Сегодня же в смерти нет ничего запредельного, относящегося к иному миру. Это просто неизбежное завершение естественного процесса. В мире фактов смерть лишь один из них. Но факт этот неприятен, он ставит под удар все наши идеи и сам смысл жизни, а потому философия прогресса («Прогресса от чего и к чему?» — спрашивал Шелер) берется избавить нас от его назойливого присутствия. Нынешний мир живет так, словно смерти нет. Никто не принимает ее в расчет. Напротив, ее сплошь и рядом упраздняют: возьмите проповеди политиков, рекламу торговцев, общественную мораль, повседневные привычки, неразорительные удовольствия и общедоступное спасение, которое сулят поликлиники, аптеки и стадионы. Но смерть — уже не мостик, а гигантская, зияющая и всеохватная пасть — караулит за каждым углом.

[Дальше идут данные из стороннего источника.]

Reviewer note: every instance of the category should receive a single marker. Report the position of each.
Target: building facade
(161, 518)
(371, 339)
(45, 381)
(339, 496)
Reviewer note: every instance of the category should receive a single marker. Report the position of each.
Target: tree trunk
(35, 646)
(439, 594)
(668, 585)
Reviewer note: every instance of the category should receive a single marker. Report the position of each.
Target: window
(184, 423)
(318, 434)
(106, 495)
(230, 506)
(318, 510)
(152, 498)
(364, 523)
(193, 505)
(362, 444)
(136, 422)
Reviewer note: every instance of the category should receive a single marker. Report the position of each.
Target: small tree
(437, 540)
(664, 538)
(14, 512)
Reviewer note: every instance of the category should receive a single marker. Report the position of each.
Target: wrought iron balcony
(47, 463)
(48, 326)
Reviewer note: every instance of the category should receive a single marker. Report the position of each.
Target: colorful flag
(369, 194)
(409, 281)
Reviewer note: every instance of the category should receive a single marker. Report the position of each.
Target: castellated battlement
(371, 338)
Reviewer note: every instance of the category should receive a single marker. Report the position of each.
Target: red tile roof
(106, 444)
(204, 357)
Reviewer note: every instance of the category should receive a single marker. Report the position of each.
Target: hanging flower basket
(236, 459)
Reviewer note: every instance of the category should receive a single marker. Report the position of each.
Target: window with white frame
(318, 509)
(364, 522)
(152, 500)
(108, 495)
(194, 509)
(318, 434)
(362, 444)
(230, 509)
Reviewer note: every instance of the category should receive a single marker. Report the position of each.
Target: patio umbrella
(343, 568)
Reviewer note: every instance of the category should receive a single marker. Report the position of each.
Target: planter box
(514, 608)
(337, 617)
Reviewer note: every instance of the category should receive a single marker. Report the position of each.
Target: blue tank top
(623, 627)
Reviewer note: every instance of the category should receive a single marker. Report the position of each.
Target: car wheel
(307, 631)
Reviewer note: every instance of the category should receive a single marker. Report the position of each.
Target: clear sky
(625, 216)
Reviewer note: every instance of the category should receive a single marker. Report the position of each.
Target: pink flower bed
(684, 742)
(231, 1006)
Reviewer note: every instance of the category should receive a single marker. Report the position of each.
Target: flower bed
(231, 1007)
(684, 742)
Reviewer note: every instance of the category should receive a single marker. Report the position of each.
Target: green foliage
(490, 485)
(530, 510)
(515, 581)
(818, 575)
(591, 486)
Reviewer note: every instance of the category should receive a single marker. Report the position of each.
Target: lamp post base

Век борьбы за здоровье, век гигиены, противозачаточных средств, болеутоляющих таблеток и синтетической пищи — это и век концлагерей, полицейского государства, угрозы атомного уничтожения и кровожадных книжонок в любом киоске. О смерти — «своей смерти»{228} , как мечтал Рильке — не думает никто, поскольку никто не живет собственной жизнью. Всеобщая бойня — детище обобществленной жизни.
Смерть потеряла смысл и для моих соотечественников. Она уже не путь и не подступ к другой жизни, более полной, чем здешняя. Но, не отсылая теперь к запредельности, смерть не ушла из наших будней. В Нью-Йорке, Париже или Лондоне слово «смерть» не услышишь: оно жжет губы. А у нас оно с языка не сходит — брань и ласка, самая ненаглядная игрушка и самая старая любовь, без которой и сон не в сон, и праздник не в праздник. Конечно, нами тоже движет страх, но мы его по крайней мере не скрываем и от смерти не прячемся. Мы смотрим ей в лицо с нетерпением, превосходством или иронией: «Если мне умереть сегодня, значит, завтра останусь цел».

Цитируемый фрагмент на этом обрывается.